In our strategy, a nanogel shell comprised of acrylamide
based monomers and plamin-sensitive peptide (KNRVK) crosslinker was weaved
around VEGF to synthesize protein nanocapsules (nVEGF), which were characterized
by transmission electron microscopy (TEM) to be 15~30 nm in diameter, dynamic
light scattering (DLS) and enzyme-linked immunosorbent assay (ELISA) for
targeted release (Fig. 1). In the aspect of molecular
biology, nVEGF altered the phosphorylation profile of VEGF receptor-2 on
human umbilical endothelial cells (HUVECs) and downstream signalings into a
prolonged activation state significantly different than naked VEGF did (Fig. 2). A
three-dimensional in vitro assay of HUVEC sprouting and lumen formation showed
that one dose of plasmin-degradable nVEGF supported such behaviors of HUVECs
while naked VEGF was soon depleted and supplemental additions were required (Fig. 3). Ex vivo application of nVEGF
on the chicken chorioallantoic membrane stimulated the formation of capillaries
(Fig. 4). In mouse skin wound healing model, the application of nVEGF within
fibrin matrices promoted a faster wound closure with a significantly higher
density of infiltrated endothelial cells and capillaries (Fig. 5).

Our results demonstrated plasmin-degradable VEGF nanocapsules
sustained the activity of VEGF (preventing clearage and degradation) and
achieved the same degree of angiogenesis as re-dosing with exogenous VEGF. Here
enzymatically-triggered release of VEGF from the nanocapsule reservoir
synchronized the dosage with tissue endogenous protease levels.

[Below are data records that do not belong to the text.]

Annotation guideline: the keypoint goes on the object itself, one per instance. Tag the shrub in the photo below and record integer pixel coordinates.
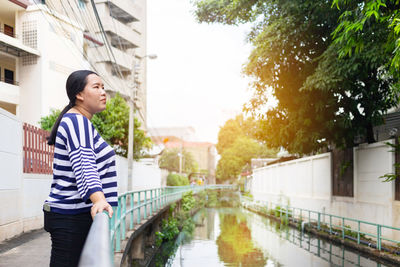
(174, 179)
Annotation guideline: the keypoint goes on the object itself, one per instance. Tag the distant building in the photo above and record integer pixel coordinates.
(204, 153)
(173, 133)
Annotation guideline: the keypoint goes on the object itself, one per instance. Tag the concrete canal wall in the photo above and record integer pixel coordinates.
(307, 183)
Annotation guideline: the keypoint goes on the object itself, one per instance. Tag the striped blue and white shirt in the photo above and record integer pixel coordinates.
(83, 164)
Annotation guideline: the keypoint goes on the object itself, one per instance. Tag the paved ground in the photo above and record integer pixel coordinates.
(29, 249)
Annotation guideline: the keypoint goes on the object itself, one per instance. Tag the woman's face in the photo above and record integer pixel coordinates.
(93, 96)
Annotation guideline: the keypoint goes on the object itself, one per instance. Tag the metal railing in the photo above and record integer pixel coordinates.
(139, 205)
(335, 226)
(133, 208)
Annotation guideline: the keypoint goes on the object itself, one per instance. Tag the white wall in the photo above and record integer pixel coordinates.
(146, 175)
(43, 84)
(11, 175)
(297, 182)
(306, 183)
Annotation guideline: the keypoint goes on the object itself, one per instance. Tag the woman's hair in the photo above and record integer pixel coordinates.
(76, 82)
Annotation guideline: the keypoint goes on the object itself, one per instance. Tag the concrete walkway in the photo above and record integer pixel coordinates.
(29, 249)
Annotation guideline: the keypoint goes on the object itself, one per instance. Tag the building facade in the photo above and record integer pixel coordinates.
(41, 44)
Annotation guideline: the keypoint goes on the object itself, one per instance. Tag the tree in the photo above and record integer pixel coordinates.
(292, 49)
(236, 157)
(174, 179)
(359, 17)
(113, 126)
(232, 129)
(237, 146)
(170, 160)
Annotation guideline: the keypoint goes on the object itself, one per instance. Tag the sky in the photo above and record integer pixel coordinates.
(196, 79)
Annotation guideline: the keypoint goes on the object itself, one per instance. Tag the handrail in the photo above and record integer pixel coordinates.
(105, 234)
(96, 251)
(317, 219)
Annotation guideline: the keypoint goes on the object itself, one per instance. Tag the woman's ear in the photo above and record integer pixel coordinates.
(79, 96)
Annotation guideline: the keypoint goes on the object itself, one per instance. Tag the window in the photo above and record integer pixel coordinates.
(81, 4)
(8, 30)
(8, 76)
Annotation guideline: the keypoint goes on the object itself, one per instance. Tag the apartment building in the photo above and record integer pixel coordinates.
(124, 23)
(38, 50)
(118, 55)
(42, 42)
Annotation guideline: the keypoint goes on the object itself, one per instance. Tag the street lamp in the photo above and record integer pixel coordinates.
(134, 87)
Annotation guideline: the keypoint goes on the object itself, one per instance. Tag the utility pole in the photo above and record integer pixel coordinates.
(132, 95)
(131, 136)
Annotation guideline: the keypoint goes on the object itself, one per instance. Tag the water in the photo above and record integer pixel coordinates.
(237, 237)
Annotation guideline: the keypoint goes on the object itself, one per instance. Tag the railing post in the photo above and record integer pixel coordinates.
(378, 237)
(118, 229)
(145, 205)
(157, 195)
(139, 217)
(343, 228)
(132, 195)
(151, 202)
(123, 215)
(112, 226)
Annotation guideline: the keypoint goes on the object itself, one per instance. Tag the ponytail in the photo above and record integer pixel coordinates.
(51, 139)
(76, 82)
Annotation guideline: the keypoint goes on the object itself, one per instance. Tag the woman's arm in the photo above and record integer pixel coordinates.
(100, 204)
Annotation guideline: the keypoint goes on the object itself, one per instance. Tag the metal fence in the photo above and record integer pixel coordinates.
(133, 208)
(336, 225)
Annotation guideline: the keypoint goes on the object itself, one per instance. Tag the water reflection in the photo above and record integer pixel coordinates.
(234, 243)
(236, 237)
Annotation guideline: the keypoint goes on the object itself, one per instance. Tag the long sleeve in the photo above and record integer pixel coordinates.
(82, 155)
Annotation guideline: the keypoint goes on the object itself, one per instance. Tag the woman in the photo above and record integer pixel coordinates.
(84, 176)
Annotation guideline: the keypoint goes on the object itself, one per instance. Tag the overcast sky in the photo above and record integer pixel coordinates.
(196, 79)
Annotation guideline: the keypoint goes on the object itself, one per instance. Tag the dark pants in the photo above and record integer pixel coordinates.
(68, 235)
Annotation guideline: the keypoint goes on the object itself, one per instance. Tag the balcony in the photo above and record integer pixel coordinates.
(124, 10)
(10, 42)
(123, 59)
(119, 33)
(9, 92)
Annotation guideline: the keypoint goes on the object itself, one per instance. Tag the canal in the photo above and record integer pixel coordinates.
(238, 237)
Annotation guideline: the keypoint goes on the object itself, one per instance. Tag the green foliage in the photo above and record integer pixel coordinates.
(392, 176)
(237, 147)
(174, 179)
(170, 160)
(349, 232)
(169, 230)
(321, 100)
(188, 201)
(113, 125)
(212, 198)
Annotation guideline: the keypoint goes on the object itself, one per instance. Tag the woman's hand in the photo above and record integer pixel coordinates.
(100, 204)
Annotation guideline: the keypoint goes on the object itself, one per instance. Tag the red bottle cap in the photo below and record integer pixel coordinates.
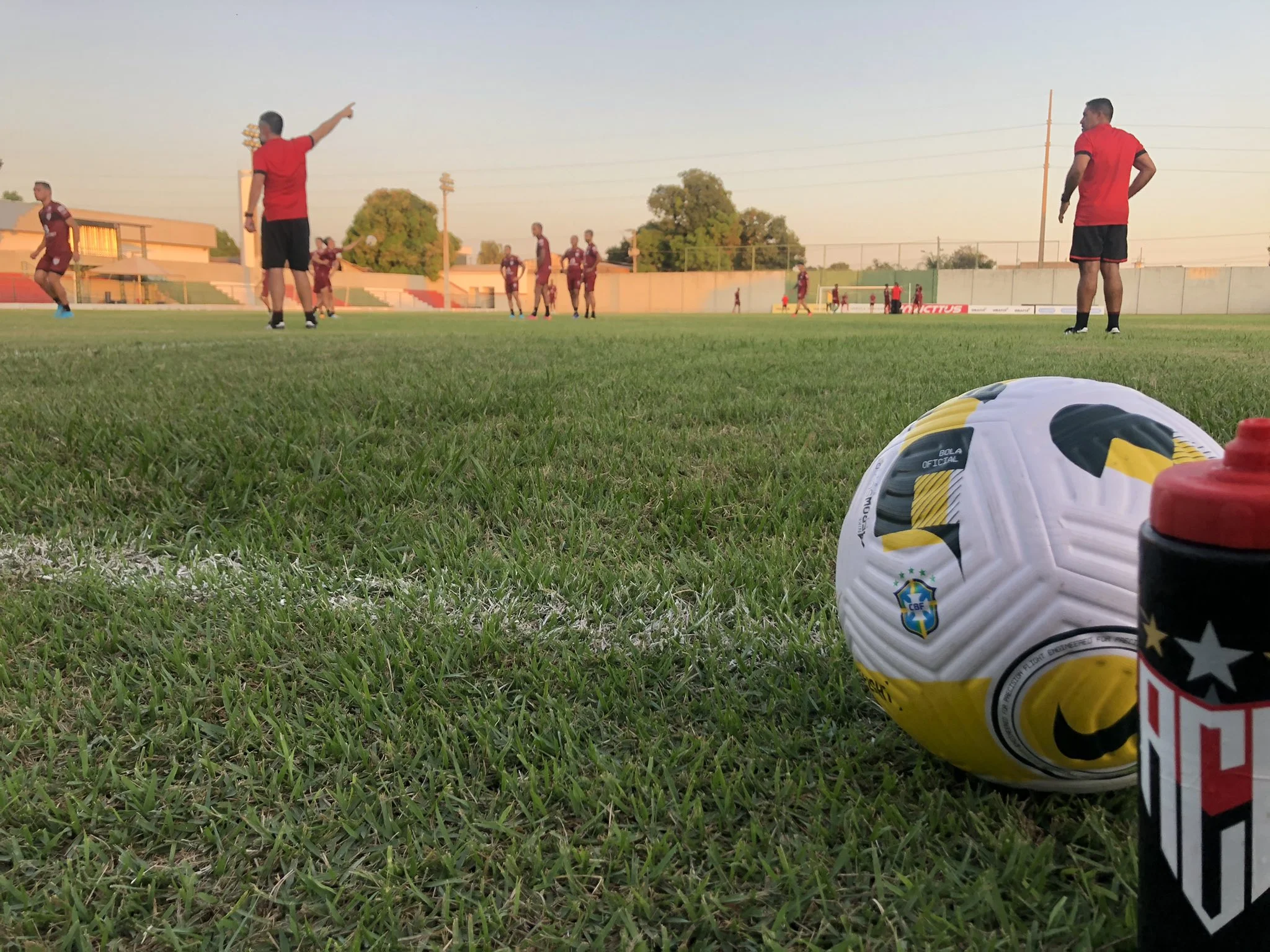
(1220, 501)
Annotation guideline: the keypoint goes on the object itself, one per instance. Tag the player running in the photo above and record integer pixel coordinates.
(801, 289)
(280, 172)
(543, 278)
(572, 262)
(590, 270)
(512, 268)
(1100, 235)
(56, 247)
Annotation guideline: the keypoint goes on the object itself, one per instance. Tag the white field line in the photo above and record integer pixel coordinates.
(654, 620)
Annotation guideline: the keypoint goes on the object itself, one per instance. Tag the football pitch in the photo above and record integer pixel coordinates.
(427, 631)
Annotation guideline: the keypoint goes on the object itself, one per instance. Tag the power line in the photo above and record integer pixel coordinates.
(630, 162)
(773, 188)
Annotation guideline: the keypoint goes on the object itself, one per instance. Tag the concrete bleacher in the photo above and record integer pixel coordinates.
(433, 299)
(20, 289)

By reducing the
frequency of therapeutic administration, such applications of growth factor
nanocapsules would be clinically relevant and practically feasible to
continuous deliver active growth factors in regions with proteases and at times
of demand.

2013 poster-Fig1.jpg

Figure 1 Characterization of the size of nVEGF and the
degradability of its nanogel shell to release cargo VEGF. TEM image of purified
nVEGF showing spherical particle morphology (left) and measured distribution of
nanocapsule diameters (N = 322) (upper center). Hydrodynamic sizes of different
batches of nVEGFs and naked VEGF (lower center). Release of VEGF from
nVEGF upon protease degradation of nanogel shells (n = 3; mean ± SEM)
(right).

2013 poster-Fig2.jpg

Figure 2 nVEGF prolongs the phosphorylation of VEGFR-2 (Tyr
1175) due to VEGF release by cell-produced proteases. Western blot analysis
from HUVECs exposed to native VEGF and nVEGF for different lengths of time (left)
and normalized phosphorylation profiles (n = 3; mean ± SEM) (upper
center). Phospho-ELISA analysis of HUVECs exposed for 30 min to consecutively
reapplied VEGF and nVEGF (right) and the prolonged phosphorylation profile
reproduced by additions of a small amount of VEGF in the last 5 min of each
incubation period (lower center) (n = 3; mean ± SEM).

FIG 3.png

Figure 3 Single dose plasmin-degradable nVEGF supports the
sprouting of HUVECs in fibrin matrices over 7 days in the bead assay.

FIG 4.png

Figure 4 Ex vivo implantation of fibrin matrices with VEGF
or nVEGF induces capillaries in chicken chorioallantoic membrane assay.

2013 poster-Fig5.jpg

Figure 5 Mouse wound healing model and angiogenesis.